Aneh,
suasana perpustakaan hari ini seperti pasar malam. Ramai tapi tak bising.
Biasanya pasar itu ramai kan, dan suasana malam itu sunyi kan, pas ! Aku
sembari mengibas-ibaskan kain jilbab yang basah kuyup hanya bisa tercengang
melihat pemandangan ini. “Aiiisshh… kenapa penuh sekali” gumamku. Ada satu
tempat duduk tak berpenghuni akhirnya kuputuskan untuk ku kuasai sejenak. Ku
taruh tas dan jaket yang juga ikut basah karena hujan, lalu ku pergi ke ruang
belakang perpus. Berharap masih ada space untuk bisa ku singgahi.
“Ohhh
Tuhan….” kecewaku melihat kursi tak ada space sedikitpun untukku.
Berbalik
arah lah aku menuju kursi dimana tas dan jaket kubiarkan tergeletak begitu saja
disana. “Loh, mbak nggak jadi merpus?” sapa seorang adik angkatan yang tetiba
nongol dihadapanku. “Hhaa.. mau diluar aja dek. Nggak ada space sama sekali
buat merpus” kataku.
“Hahaha… maklum mbak lagi pada mid
semester. Semangat mbak!” Hhhhfftt…. kata Semangat yang keluar dari mulut
mereka itu kadang bikin sebel di saat-saat seperti ini. Kalau nggak semangat, dari
pagi tadi tak perlu lah ku niatkan merpus. Raawwwrrr… lagi sensitif.
Ini
bukan masalah karna kampus sedang melalui ujian hidup yang dinamakan “mid
semester” (ahh… tetiba ingat seabrek tugas take home yang langganan dosen
berikan setiap ujian hidup ini datang), tapi ini masalah “kenapa ruangan di
bagian skripsi juga penuh sesak?? Pada kebelet lulus atau apa nih? Buru-buru
amat.” Nggak sadar diri kalau dirinya sendiri juga pengin buruan melangkah
pergi dari kampus ini dengan mahakarya mumpuni. Asik :p. Akhirnya kuraih tas
gendong dan jaket ku kemudian melaju pergi sembari menatap sinis ruangan perpus
kala itu. Kadang, di usia akhir mahasiswa sepertiku ini ego bahwa perpus lebih
berhak disinggahi mahasiswa-mahasiswa skripsi itu lebih penting daripada mahasiswa
lain. Hahahaha.
Tengak-tengok kanan-kiri atas-bawah ke arah
ruangan di dalam gedung bertingkat 5 ini, mencari posisi oke nan pewe untuk
berkutat bersama Microsoft word. Nah, kutemukan.
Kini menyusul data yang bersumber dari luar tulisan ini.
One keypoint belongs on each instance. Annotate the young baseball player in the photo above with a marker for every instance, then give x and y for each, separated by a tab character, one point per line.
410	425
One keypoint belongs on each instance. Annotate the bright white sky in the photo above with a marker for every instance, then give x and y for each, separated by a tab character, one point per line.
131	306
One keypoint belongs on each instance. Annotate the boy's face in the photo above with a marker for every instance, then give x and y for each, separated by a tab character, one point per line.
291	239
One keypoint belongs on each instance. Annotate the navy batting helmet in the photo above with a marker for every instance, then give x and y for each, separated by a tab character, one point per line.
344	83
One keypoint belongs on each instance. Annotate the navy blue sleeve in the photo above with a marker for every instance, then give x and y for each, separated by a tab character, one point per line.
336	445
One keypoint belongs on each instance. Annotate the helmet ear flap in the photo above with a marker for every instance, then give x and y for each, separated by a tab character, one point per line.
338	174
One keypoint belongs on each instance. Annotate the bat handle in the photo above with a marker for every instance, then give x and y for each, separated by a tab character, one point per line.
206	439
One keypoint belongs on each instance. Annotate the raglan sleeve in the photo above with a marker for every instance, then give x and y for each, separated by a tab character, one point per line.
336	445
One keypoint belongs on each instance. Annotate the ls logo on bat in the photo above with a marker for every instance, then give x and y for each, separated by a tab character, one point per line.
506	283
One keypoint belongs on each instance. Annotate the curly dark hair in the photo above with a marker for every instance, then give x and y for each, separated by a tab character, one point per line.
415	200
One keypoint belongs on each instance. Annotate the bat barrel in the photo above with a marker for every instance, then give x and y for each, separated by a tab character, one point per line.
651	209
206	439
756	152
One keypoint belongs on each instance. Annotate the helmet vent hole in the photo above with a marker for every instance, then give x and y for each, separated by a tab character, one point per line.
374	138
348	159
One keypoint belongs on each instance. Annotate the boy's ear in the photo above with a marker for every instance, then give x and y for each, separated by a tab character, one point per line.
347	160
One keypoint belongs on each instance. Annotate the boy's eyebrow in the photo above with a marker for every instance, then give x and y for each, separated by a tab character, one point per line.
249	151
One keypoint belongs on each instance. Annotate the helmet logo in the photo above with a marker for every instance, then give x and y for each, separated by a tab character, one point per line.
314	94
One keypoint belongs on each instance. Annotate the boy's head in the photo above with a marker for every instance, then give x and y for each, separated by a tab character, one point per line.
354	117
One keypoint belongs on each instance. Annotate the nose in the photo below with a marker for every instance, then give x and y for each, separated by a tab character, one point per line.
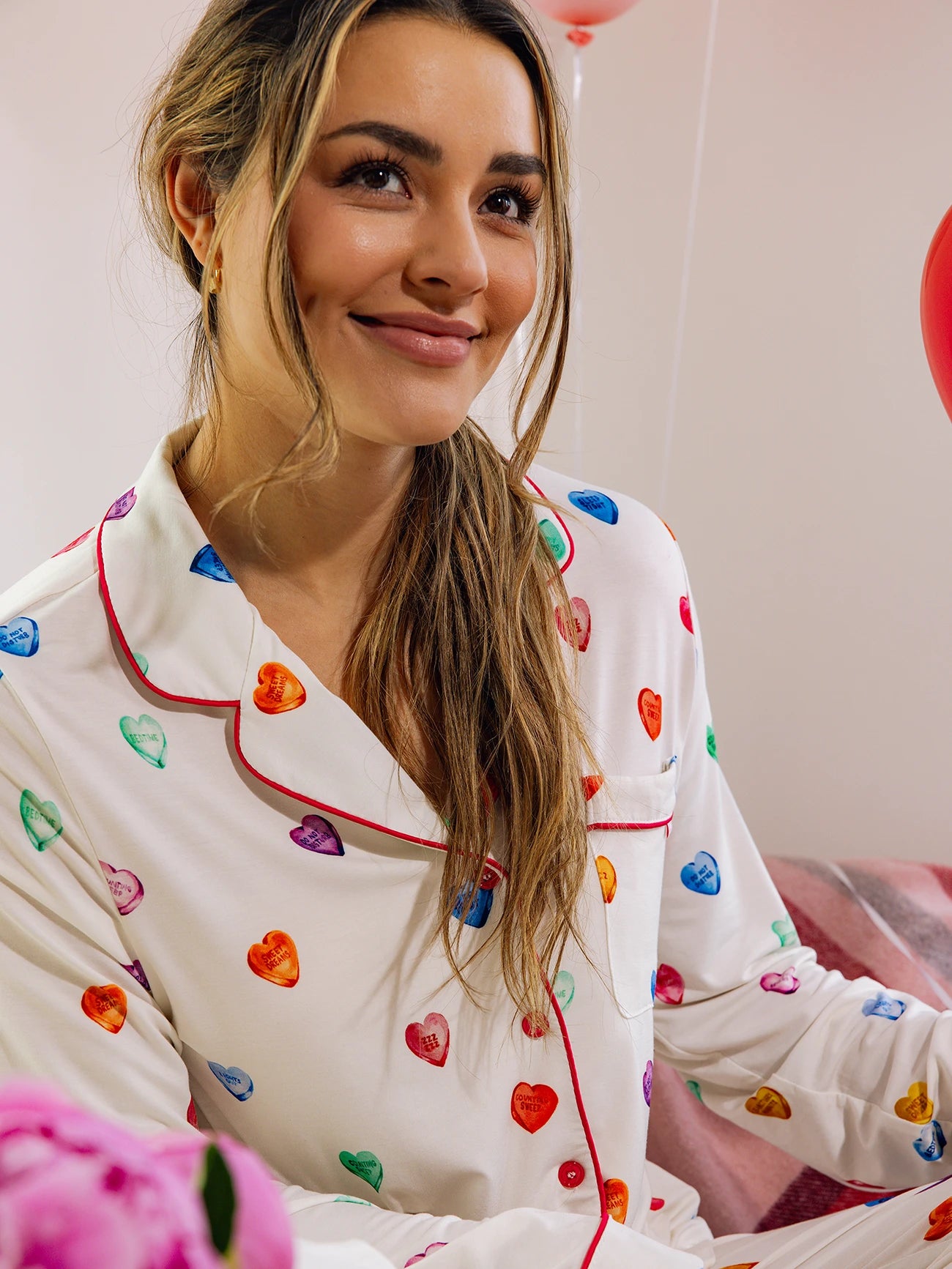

--------------------------------------------------------------------------------------
Dengan
dahi terus mengernyit aku mencoba memahami apa yang disampaikan dosen
pembimbing (selanjutnya dipanggil “Mas Dosen” biar lebih keren sedikit) tentang
kerangka tulisan calon mahakaryaku ini. Sesekali aku mengangguk mengerti, tapi
lebih sering aku mengernyit tak memahami, ku timpali saja “maksudnya gimana ya,
mas?” lalu Mas Dosen kembali menjelaskan dan aku mengerti. Seketika aku seolah
bersinar setelah berdiskusi panjang dengan Mas Dosen saat itu. Seperti mendapat
sekodi bohlam lampu lalu ku pasang seluruhnya di langit-langit kamar, teraangg.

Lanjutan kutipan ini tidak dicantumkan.